Some of you who live over here are probably aghast that I found a turkey that big, so big he would not fit in our oven-a full size one for here but still small by American standards. You're probably wondering what a huge French turkey looks like. Well, wipe the image of a round Butterball from your mind. Imagine in its place BB's tall, lanky cousin. That's our turkey. The base of his neck to the tip of his tail was longer than my largest roasting pan-the one that just fits the oven. When in the oven with the rack as low as it can go, Tom's breast touched the top of the oven and his legs stuck out the door about five inches. And while I was able to close the oven door-for all of five seconds before the smoke over took me-doing so meant crushing his legs into the oven's roof where they soon set themselves on fire.
When the laughter died down and my tears dried up, I decided to be very practical about the whole thing. Tom sat patiently on my table covered in herbs and salt and other things to make him taste like something good. I figured why bother roasting him. No one is going to eat his wings or his back. So I figured let's roast his breast and legs, things people might actually eat. Yah! Good answer.

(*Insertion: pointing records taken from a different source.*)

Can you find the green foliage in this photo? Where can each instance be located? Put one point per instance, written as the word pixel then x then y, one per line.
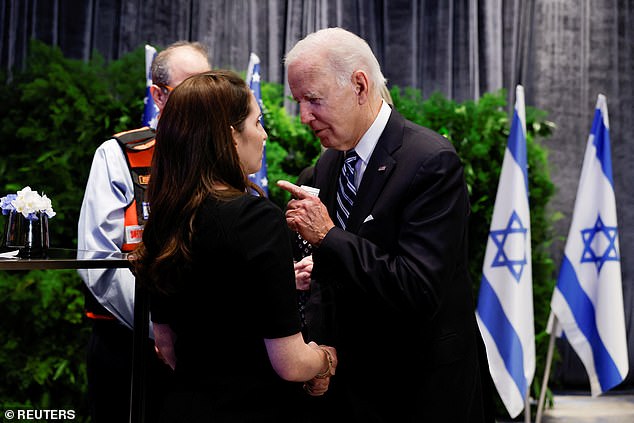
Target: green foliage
pixel 479 131
pixel 43 342
pixel 62 109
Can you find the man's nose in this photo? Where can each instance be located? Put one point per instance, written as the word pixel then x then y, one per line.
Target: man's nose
pixel 305 114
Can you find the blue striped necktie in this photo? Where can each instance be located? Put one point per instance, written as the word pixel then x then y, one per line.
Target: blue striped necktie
pixel 346 190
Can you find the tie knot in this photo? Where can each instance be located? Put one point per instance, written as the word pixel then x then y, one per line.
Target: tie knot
pixel 351 157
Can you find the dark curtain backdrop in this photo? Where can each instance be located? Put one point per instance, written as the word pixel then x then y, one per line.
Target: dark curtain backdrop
pixel 564 52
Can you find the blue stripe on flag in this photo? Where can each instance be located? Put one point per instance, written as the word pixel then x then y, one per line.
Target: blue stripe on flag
pixel 584 313
pixel 602 144
pixel 502 331
pixel 517 146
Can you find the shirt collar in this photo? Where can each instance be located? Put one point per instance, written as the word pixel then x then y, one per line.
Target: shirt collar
pixel 368 141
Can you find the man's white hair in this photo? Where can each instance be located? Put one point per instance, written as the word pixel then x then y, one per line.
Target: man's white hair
pixel 342 52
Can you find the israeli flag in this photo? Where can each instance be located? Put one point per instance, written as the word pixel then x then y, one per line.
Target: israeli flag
pixel 588 298
pixel 505 302
pixel 150 109
pixel 260 178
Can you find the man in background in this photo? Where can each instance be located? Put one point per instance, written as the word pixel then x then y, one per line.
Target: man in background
pixel 111 219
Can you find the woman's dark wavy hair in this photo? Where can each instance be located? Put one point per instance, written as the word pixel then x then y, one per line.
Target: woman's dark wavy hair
pixel 194 155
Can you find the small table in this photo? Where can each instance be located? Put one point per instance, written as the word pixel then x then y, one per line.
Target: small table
pixel 61 258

So I set about separating his parts from his other parts and got almost done taking the top of him off when I realized that his innards hadn't been completely taken out. Agh! Lungs and heart were still attached. This is really disgusting. And all at once my body decided to be
very pregnant. (Admittedly some of that lost time was spent in the toilets doing something I do very well when knocked up.) After taking a good dose of anti-puke pills, I drug myself next door to enlist the help of my mother-in-law, who found it funny (to say the least) that I needed help scraping innards out of Tom, but then this is a woman capable of killing, skinning and eating the Easter Bunny.
So Tom is cooked. And between his boobies and his legs I have a 9 x 13 pan chock full of turkey. And I have another half million things to do today before the people arrive and start to praise me for my culinary genious. So back to the trenches I shall go and, barring any more disasters in the kitchen, you'll hear more when I've recovered.
Turkeys sure are different in France. They lack that Jane Mansfield-like huge chest that you find in the States-must be hormones, I think. My turkey in France doesn't have nearly enough white meat. I buy the one from Picard now, already stuffed and it is very tasty. Of course, there isn't a football game on in the background but you can't have everything.